Co teraz może zrobić Zachód? Nic! Nikt nie wyśle teraz swojej armii na Ukrainę. Ani Polska - bo jesteśmy za słabi, ani Francja, ani Wielka Brytania, której chęć do pomocy bratnim narodom sami znamy z własnej historii. Nie mówiąc już o wszelkich interesach i interesikach, które zachód robi z Moskwą. Dalsze kraje też nie ruszą z pomocą. Sami obaliliśmy władzę na Ukrainie i sami sobie teraz z tym problemem radźmy - mówią.

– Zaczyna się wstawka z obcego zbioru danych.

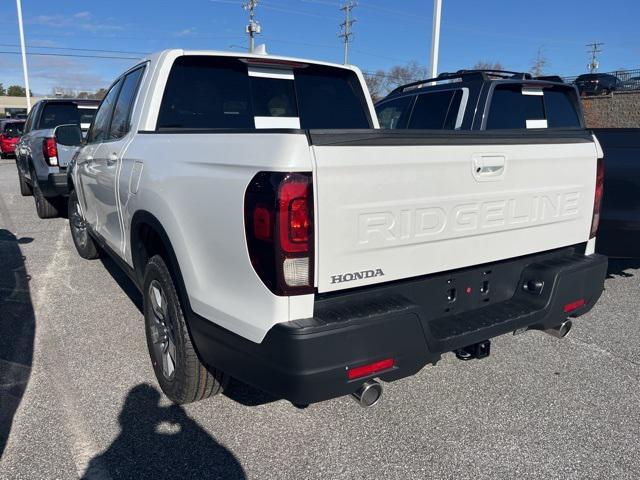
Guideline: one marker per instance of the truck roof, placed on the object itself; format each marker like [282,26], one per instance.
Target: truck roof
[476,75]
[79,101]
[262,58]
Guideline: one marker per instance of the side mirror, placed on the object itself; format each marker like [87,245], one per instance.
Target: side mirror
[69,135]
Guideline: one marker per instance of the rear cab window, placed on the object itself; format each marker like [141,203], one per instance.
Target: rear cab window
[13,129]
[430,110]
[206,92]
[517,106]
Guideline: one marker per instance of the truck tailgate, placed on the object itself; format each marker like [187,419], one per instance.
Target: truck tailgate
[396,204]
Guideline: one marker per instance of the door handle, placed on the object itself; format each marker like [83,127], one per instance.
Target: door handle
[488,166]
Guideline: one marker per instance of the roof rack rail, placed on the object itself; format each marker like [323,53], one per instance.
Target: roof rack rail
[474,74]
[550,78]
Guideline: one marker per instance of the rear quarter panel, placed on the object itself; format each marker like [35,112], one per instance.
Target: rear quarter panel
[194,184]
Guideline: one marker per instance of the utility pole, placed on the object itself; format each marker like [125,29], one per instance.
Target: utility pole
[24,56]
[595,50]
[253,27]
[435,39]
[346,27]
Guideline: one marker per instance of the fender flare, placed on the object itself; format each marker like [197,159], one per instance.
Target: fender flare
[143,217]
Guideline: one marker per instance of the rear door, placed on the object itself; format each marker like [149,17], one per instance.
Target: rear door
[92,187]
[399,204]
[108,159]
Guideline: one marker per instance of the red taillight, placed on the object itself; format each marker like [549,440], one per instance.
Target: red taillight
[570,307]
[279,231]
[597,201]
[293,215]
[50,151]
[370,369]
[262,223]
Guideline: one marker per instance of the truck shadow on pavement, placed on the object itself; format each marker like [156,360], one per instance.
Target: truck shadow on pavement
[17,330]
[618,267]
[159,442]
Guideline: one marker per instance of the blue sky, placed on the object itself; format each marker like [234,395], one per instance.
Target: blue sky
[386,33]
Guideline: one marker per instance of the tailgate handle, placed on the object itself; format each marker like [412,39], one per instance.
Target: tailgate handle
[488,165]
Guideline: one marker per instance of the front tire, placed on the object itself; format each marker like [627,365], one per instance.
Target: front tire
[45,207]
[85,245]
[181,375]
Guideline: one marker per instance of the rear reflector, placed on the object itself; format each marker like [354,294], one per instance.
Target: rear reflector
[370,369]
[570,307]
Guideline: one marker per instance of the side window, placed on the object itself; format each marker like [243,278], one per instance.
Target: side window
[100,127]
[560,106]
[32,115]
[122,110]
[206,92]
[394,113]
[511,109]
[431,110]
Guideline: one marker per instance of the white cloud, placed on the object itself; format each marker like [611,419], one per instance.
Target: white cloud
[186,32]
[82,20]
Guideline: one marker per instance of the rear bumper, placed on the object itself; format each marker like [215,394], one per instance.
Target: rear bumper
[55,185]
[412,321]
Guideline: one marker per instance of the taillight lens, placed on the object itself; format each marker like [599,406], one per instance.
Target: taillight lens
[597,201]
[50,151]
[279,230]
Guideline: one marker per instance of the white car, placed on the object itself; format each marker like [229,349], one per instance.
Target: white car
[279,237]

Rosjanie mają teraz "na teatrze wojennym" - jak mawiają wojskowi - liczebną przewagę. Nie ma więc co wysyłać tam naszych dywizji. Kreml liczy na to, że teraz Ukraińcom puszczą nerwy, ktoś otworzy ogień w kierunku Rosjan i wtedy Moskwa będzie mogła punkt po punkcie odtworzyć scenariusz zajęcia części Gruzji z 2008 roku.
Zachód jest teraz bezradny. W tym aspekcie nie wymagajmy niczego od Unii Europejskiej, czy NATO, ani też niczego się nie spodziewajmy. Krym jest stracony.

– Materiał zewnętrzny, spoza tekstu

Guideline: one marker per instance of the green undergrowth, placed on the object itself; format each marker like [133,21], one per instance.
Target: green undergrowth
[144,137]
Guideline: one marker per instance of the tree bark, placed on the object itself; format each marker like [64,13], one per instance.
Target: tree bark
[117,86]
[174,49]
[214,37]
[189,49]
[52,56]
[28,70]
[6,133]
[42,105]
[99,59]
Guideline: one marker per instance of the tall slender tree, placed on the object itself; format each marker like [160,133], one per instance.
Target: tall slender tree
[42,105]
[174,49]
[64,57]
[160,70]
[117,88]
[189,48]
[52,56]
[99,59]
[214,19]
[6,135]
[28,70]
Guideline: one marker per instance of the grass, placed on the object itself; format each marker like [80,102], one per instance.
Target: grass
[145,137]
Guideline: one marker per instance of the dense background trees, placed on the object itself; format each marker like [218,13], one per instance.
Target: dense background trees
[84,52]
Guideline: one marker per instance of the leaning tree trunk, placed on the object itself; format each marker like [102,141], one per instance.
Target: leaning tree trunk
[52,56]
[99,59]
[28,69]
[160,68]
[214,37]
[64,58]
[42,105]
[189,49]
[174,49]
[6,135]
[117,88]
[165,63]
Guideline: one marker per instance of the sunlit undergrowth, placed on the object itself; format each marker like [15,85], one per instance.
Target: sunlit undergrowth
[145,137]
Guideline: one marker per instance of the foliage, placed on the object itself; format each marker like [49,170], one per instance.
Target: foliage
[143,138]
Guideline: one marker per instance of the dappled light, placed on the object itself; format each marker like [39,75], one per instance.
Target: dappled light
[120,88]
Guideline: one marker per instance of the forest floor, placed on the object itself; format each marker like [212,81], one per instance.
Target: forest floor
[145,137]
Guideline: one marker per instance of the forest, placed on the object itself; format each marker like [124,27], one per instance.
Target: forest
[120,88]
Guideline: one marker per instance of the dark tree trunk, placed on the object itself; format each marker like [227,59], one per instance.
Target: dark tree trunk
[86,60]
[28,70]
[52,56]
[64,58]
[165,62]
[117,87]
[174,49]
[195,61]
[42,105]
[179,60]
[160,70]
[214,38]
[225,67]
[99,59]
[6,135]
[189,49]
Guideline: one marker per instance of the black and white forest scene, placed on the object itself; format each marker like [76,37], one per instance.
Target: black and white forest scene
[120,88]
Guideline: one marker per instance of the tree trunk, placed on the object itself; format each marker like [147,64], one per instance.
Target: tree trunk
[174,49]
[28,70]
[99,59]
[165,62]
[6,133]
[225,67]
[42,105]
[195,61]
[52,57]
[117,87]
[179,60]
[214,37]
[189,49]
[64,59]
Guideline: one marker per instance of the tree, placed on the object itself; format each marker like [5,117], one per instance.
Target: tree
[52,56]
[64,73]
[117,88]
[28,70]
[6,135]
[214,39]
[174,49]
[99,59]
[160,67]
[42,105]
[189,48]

Europa nie potrafi myśleć w taki sposób, który dałby nam przewagę nad Rosją. Jeden z naszych dyplomatów użył w prywatnej rozmowie zgrabnego porównania: Rosja prowadzi politykę zagraniczną jak w XIX wieku. Myśli imperialnie, ma rozstawionych kilka fortepianów i rozpisane nuty na wiele taktów do przodu. Rosjanie po prostu działają w sposób zaplanowany i na wielu frontach.

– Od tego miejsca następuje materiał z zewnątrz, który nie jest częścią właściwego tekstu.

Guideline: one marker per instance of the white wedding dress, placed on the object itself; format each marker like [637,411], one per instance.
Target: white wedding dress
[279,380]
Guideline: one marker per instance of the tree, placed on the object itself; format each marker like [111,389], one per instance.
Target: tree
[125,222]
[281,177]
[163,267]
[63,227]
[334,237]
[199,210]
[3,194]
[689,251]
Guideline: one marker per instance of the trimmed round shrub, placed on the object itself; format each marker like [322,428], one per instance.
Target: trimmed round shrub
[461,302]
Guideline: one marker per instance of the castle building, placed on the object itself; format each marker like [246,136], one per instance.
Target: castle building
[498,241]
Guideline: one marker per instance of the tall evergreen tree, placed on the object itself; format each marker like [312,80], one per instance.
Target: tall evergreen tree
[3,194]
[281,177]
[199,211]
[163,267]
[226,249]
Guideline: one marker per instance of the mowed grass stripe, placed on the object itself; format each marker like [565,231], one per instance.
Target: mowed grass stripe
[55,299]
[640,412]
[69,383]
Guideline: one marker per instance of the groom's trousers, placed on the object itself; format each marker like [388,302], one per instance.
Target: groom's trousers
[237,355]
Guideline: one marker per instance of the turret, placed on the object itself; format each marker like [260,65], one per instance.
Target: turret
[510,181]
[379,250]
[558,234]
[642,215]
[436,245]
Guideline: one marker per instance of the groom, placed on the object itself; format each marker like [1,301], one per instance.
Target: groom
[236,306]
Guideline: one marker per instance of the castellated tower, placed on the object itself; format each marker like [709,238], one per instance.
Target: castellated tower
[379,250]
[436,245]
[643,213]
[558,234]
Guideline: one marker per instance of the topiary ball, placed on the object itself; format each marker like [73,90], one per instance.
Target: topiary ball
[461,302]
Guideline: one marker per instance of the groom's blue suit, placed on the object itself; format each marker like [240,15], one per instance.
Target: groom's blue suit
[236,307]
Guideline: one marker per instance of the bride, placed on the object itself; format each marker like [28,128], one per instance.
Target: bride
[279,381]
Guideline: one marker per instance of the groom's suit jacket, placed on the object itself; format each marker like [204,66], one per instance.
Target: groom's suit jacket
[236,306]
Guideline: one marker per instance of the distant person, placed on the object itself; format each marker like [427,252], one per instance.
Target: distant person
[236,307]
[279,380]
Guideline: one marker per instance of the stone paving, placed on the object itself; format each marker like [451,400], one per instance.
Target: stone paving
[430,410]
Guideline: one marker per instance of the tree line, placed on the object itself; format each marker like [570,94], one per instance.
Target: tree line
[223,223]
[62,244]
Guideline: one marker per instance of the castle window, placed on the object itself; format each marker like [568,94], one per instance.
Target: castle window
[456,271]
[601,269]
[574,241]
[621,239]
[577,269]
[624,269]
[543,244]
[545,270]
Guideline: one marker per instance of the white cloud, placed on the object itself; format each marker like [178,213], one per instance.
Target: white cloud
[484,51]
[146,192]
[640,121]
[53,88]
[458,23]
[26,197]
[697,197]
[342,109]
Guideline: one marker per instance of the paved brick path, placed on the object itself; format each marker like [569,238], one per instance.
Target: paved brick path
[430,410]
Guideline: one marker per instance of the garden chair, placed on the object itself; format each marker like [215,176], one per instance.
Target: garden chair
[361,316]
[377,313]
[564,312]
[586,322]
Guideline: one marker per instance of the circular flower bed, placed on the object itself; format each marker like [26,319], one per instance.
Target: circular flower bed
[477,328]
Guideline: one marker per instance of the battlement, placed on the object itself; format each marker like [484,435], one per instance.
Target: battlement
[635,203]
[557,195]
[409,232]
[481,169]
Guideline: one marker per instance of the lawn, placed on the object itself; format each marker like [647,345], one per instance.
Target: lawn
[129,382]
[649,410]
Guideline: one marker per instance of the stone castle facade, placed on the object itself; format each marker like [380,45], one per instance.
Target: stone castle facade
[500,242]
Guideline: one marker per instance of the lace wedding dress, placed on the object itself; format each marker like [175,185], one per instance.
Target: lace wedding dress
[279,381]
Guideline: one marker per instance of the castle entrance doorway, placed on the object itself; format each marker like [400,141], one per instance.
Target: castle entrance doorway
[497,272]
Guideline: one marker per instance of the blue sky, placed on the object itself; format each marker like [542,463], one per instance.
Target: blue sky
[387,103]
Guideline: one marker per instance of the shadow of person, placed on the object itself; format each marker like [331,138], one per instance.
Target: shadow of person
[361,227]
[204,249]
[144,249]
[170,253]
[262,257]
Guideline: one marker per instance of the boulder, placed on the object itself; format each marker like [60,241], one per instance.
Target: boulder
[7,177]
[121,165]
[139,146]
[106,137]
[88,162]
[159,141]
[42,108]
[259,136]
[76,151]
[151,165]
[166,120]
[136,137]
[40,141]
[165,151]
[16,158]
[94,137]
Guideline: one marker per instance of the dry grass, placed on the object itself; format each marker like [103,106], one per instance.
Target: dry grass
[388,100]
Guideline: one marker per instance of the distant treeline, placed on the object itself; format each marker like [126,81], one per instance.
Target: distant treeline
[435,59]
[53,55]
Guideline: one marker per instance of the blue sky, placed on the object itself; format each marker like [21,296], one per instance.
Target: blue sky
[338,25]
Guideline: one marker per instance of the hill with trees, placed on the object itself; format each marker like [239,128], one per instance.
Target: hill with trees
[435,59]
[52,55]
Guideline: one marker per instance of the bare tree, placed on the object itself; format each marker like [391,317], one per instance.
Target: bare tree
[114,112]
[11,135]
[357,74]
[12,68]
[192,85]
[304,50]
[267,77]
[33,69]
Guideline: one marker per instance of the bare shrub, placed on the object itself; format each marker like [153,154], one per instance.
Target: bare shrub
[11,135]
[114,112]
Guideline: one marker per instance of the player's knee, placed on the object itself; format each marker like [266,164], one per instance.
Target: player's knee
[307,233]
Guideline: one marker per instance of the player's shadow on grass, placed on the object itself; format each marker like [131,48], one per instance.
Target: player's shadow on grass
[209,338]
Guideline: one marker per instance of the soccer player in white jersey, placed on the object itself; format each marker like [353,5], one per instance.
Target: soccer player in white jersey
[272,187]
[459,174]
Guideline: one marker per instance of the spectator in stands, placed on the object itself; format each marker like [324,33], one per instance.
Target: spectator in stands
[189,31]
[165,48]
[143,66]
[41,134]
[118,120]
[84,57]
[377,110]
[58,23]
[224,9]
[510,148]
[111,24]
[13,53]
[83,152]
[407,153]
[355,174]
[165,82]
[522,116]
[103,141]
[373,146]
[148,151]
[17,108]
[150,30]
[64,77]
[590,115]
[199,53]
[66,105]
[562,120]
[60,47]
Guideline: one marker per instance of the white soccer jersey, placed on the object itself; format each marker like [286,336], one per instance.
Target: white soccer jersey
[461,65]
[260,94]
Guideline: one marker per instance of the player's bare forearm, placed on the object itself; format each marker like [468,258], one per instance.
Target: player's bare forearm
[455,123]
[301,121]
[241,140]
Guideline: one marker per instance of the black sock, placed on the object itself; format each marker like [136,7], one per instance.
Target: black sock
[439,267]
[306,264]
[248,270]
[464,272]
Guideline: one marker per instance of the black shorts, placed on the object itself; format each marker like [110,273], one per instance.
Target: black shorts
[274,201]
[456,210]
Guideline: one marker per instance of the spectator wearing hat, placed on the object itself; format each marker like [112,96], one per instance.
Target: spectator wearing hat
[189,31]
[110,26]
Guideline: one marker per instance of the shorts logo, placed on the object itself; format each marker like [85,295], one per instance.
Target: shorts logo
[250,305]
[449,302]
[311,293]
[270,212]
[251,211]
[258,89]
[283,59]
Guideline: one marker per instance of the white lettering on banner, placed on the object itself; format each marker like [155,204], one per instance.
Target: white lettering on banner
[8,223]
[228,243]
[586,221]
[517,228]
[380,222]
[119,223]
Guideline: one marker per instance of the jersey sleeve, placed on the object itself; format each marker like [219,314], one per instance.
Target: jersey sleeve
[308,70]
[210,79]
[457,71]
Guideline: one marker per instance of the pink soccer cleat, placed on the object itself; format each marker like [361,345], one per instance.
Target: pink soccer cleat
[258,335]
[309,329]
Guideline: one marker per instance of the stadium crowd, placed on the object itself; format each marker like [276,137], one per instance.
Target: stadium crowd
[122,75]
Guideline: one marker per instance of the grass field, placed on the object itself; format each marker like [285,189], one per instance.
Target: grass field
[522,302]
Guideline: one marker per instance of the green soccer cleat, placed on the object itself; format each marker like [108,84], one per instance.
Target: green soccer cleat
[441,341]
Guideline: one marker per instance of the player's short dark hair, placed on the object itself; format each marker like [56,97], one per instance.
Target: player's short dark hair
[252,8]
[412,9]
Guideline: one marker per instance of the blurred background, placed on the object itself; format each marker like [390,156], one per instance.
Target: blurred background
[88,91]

Europa natomiast koncentruje się na "tu i teraz", działa zadaniowo. Bez dalekosiężnego planu. Nie mówiąc już o tym, że wielu zachodnich polityków po prostu nie czuje powagi sytuacji. My Rosjan doskonale znamy, a po drugie to wszystkie dzieje się tuż za naszą granicą, w kraju znacznie większym od nas.
Polska dyplomacja i szerzej polska władza ma teraz przed sobą trzy zadania:
1. Zrobić wszystko co możliwe, żeby umocnić - nawet propagandowo - nasze wschodnie granice. To jest także granica Unii Europejskiej, Schengen i NATO. Rosjanie raczej nie odważą się teraz jej naruszyć, ale trzeba tu postawić solidny mur.
2. Zmusić innych do działania. Polska samotna jest za słaba. Nasze działania, komuniaty i ostrzeżenia w sprawie Ukrainy często traktowane są przez wielu jako oszołomostwo albo resentymenty związane z naszymi dawnymi ziemiami - Lwowem i Wołyniem. Choć nasza ocena sytuacji zazwyczaj jest słuszna, to jednak komunikaty nie docierają do umysłów kilku polityków. Możemy za to - i to robimy - zmuszać do działania dyplomację Niemiec i Francji. To są już gracze pierwszoligowi. Ich rękami możemy zdziałać wiele - co pokazuje przykład obalenia Wiktora Janukowycza. Krótko mówiąc musimy teraz próbować walczyć cudzymy rękami.
3. Zrobić dwa kroki do przodu. Przed nami seria spotkań wszelkich gremiów w naszej części świata. Będą dyskutować, naradzać się, ale Ukrainy teraz nie uratują. Polska musi jednak zrobić coś, by nie skończyło się na wyrażaniu "głębokiego oburzenia", bycia "deeply concerned" i "truly sad". Co to może być? Walka o przyszłość. Od lat próbujemy namówić Europę do, mówiąc obrazowo, "odcinania rosyjskich macek na Zachodzie". Chodzi na przykład o wspólne zmniejszanie siły Gazpromu, o zwiększanie odporności Brukseli na rosyjski lobbing w sprawach politycznych i energetycznych (vide łupki). Teraz, gdy przez kilka chwil cała Europa nas słucha, możemy zabezpieczyć swoje interesy.
Czy premier Donald Tusk i minister spraw zagranicznych Radosław Sikorski to wykorzystają? Na pewno znają powagę sytuacji. Przed nimi najważniejsze wyzwanie ich urzędowania.
Tu nie chodzi tylko Krym, który straciliśmy wczoraj, Ukrainę, którą tracimy dziś, ale także o jutrzejszy los naszego własnego kraju.